It's a health issue and Makwala was placed under quarantine‚ which he broke to try get into the stadium for the 400m final. He was refused entry.

Johnson had what can best be described as a brain fart when he spawned a conspiracy that the world governing body‚ the IAAF‚ was doing this to protect Van Niekerk‚ Usain Bolt’s anointed successor.

Makwala made similar pronouncements‚ claiming the 400m was his better event and that he would have won medal.

Johnson is a smart man‚ but he can get things horribly wrong‚ like when he predicted Bolt was not sufficiently technically proficient to break his 200m world record at the 2008 Beijing Olympics.

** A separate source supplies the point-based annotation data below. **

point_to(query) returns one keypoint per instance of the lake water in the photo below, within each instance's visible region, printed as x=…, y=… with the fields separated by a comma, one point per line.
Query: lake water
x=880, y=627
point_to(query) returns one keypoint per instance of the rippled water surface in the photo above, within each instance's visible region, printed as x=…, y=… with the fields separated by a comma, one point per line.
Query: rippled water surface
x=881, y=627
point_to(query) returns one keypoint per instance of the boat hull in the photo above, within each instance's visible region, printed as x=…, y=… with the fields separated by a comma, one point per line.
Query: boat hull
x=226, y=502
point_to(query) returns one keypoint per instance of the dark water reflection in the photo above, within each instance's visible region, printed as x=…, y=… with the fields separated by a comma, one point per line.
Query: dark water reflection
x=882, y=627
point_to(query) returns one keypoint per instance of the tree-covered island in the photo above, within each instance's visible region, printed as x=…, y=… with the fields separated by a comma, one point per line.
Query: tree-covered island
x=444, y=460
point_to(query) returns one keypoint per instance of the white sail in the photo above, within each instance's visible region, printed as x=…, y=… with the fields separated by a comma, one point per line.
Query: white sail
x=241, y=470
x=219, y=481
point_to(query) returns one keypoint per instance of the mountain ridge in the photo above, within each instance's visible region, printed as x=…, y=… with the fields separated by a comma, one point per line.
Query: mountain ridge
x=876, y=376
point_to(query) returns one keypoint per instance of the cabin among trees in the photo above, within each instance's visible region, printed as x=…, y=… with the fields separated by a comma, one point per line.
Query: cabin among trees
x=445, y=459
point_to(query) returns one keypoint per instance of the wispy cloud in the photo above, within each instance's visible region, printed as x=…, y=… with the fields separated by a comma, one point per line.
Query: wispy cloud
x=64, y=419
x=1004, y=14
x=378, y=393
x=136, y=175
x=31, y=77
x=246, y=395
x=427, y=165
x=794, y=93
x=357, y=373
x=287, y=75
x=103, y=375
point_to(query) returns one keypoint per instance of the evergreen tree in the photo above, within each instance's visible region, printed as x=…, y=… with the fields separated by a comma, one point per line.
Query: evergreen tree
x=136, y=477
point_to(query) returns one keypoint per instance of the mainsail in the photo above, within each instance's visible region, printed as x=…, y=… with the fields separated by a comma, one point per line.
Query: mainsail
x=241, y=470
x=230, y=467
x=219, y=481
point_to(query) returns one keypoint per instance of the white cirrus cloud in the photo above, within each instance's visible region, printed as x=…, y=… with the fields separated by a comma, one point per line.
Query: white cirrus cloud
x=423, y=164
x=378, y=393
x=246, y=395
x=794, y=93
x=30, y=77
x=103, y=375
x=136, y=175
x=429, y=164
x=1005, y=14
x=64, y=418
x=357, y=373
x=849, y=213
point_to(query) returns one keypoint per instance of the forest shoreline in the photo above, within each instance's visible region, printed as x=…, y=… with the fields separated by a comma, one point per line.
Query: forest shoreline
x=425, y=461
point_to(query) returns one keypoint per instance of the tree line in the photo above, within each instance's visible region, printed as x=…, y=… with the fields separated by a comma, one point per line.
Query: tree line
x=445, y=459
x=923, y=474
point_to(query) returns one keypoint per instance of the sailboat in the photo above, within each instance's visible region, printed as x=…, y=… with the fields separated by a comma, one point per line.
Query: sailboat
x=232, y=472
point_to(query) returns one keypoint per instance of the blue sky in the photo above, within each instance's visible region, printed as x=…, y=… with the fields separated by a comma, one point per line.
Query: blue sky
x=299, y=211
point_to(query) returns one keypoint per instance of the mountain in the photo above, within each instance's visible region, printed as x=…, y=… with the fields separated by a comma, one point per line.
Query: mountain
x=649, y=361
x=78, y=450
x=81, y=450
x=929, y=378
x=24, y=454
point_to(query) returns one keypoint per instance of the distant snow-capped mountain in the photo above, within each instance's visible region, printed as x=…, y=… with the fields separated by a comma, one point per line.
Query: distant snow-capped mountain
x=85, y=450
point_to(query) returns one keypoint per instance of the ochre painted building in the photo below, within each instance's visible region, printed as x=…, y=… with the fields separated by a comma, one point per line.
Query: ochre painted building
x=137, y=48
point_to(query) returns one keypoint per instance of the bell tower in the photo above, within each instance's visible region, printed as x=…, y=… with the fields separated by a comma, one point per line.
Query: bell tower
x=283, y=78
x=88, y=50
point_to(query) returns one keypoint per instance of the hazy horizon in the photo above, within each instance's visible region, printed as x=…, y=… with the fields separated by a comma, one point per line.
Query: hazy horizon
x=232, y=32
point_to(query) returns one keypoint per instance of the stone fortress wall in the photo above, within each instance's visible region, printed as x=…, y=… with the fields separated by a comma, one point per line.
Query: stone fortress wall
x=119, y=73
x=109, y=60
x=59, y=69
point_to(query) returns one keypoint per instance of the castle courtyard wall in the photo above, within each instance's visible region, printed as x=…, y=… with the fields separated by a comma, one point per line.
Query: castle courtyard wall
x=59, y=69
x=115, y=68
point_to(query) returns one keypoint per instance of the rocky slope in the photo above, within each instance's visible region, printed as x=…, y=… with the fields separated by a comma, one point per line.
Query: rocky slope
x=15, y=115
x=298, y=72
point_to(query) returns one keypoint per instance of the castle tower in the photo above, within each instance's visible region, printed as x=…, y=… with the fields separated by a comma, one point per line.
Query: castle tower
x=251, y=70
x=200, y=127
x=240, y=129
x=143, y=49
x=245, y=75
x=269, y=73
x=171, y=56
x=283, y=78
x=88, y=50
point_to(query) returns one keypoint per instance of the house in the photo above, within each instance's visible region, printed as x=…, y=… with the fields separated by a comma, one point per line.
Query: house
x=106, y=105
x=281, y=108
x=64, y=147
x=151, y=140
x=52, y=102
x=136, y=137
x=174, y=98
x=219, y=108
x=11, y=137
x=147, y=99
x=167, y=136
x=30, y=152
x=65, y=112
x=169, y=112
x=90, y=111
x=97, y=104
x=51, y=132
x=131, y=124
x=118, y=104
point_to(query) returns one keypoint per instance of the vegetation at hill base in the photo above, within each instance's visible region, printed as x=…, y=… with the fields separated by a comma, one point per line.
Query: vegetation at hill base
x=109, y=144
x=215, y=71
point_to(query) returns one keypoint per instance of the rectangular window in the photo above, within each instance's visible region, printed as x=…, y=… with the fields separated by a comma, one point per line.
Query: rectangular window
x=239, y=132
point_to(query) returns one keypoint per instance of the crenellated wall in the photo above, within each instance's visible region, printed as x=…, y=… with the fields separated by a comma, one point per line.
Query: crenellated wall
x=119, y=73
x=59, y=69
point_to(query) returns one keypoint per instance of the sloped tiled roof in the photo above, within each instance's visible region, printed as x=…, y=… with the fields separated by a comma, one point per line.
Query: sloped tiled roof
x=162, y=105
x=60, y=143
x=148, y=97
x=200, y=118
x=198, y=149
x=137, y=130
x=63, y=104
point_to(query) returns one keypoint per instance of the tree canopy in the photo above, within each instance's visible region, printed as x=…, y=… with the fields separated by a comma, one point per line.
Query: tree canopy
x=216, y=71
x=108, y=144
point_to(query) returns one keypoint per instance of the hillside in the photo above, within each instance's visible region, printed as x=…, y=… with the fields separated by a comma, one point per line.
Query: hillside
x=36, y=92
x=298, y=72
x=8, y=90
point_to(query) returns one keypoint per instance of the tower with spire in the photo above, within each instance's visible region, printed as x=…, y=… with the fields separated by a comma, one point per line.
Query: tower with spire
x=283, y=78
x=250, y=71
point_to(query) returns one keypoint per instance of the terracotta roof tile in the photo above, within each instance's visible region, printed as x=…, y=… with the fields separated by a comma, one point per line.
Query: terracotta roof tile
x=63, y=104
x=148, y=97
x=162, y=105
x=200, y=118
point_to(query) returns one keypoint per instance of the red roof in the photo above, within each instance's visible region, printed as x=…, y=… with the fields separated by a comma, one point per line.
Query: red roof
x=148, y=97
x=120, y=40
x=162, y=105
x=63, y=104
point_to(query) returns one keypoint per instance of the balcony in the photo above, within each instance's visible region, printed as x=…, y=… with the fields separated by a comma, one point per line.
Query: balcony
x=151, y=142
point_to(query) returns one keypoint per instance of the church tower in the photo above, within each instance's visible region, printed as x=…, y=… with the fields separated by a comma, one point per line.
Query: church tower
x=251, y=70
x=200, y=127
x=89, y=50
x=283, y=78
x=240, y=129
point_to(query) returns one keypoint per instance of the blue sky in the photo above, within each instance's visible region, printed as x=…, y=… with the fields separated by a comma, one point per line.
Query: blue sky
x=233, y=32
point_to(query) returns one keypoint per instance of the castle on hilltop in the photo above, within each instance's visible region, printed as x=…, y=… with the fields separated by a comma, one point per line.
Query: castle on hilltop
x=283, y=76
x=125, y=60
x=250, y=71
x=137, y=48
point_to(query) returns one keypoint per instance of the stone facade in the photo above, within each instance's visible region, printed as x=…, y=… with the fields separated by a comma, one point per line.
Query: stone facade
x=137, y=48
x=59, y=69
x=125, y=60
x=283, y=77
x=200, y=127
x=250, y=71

Bolt beat it by two-hundredths of a second.

Any athletics brain will tell you Makwala was never going to be a major factor for Van Niekerk.

A medal‚ possibly. Gold‚ no.

Just look at his history. Makwala‚ who turns 31 next month‚ is not a championship runner‚ having proven he is incapable of going through rounds and delivering in finals‚ with the exception of the African championships.

He went into the last world championships in Beijing in 2015 with a 43.72 world lead‚ and even clocked the fastest time in the semifinals. In the final he ended fifth‚ more than a second behind the victorious Van Niekerk.

At his only other world championships at Berlin 2009‚ and at the London 2012 Olympics‚ he didn’t get past the heats. At the Rio Games last year he didn’t get progress beyond the semifinals.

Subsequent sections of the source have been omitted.